When it comes to choosing the right racing suit, there are a few key factors to consider. Not only is it essential for comfort and performance, but it's also a safety factor. The right racing suit and safety accessories won't just keep you protected, they'll help you run with confidence. Race suits can come with 1, 2, or 3 layers, and the fit of your racing suit will depend on the accurate and honest measurement of key points on the body.
We strongly recommend that everyone who wants to order a racing suit take these steps seriously, including knowing how to measure themselves correctly and what measurements they will need. The best thing to do is to use a rope that can be measured after marking it, although we strongly recommend that you buy a “soft” measuring tape, such as the one used by seamstresses. You can find them at fabric and craft stores or online. If a measurement is at the top of a size, it's recommended to move to the next size to ensure you have enough space. Unless you're wearing a custom racing suit, you'll have to accept that some areas of the suit may be slightly oversized. You can also learn all about how to measure your racing suit in this detailed guide.

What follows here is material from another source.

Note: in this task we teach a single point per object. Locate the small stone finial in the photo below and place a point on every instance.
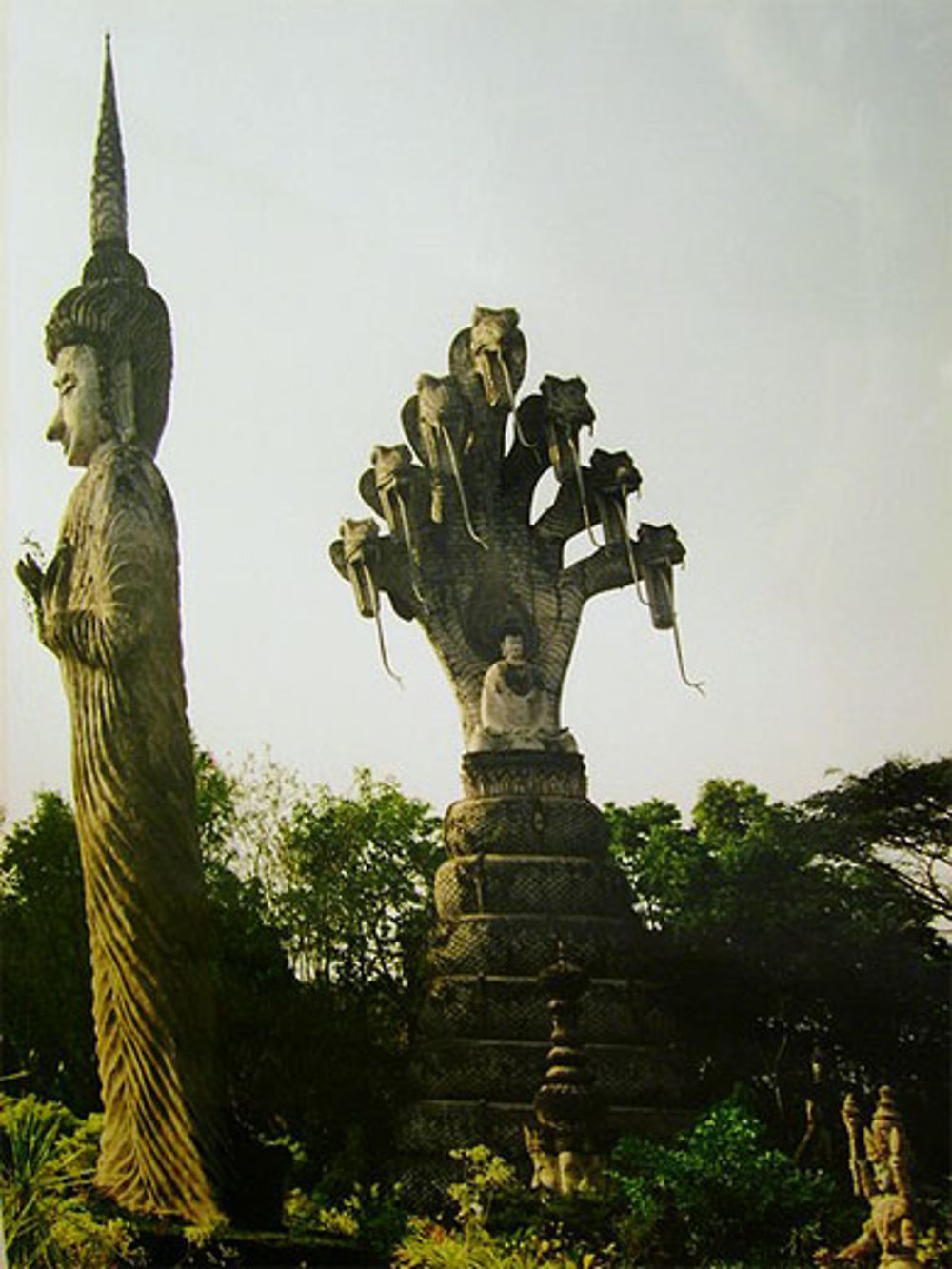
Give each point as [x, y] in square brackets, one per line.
[567, 1140]
[109, 209]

So perhaps the most important influence when choosing your racing suit is whether or not it meets the requirements of your racing series. Having a racing suit with both certifications is a real advantage if you plan to compete in different sanctioning bodies, where one requires the SFI and the other requires the FIA. The two-piece suit is very popular with oval track runners or those who practice endurance races, as you can open the zipper and take off your jacket while working on the car or waiting to be asked to return to the track for your next race. Like the debate between the one-piece and two-piece racing suit, the debate between the SFI1 and the SFI5 can also include part of the decision-making process when it comes to sanctioning body or track regulations, however, most racers simply like the added value of the TPP and the extraction time compared to the SFI1 single-layer racing suit. These SFI ratings help runners determine the right safety equipment based on race class, speed, and other factors, helping them make the best decision for their racing program.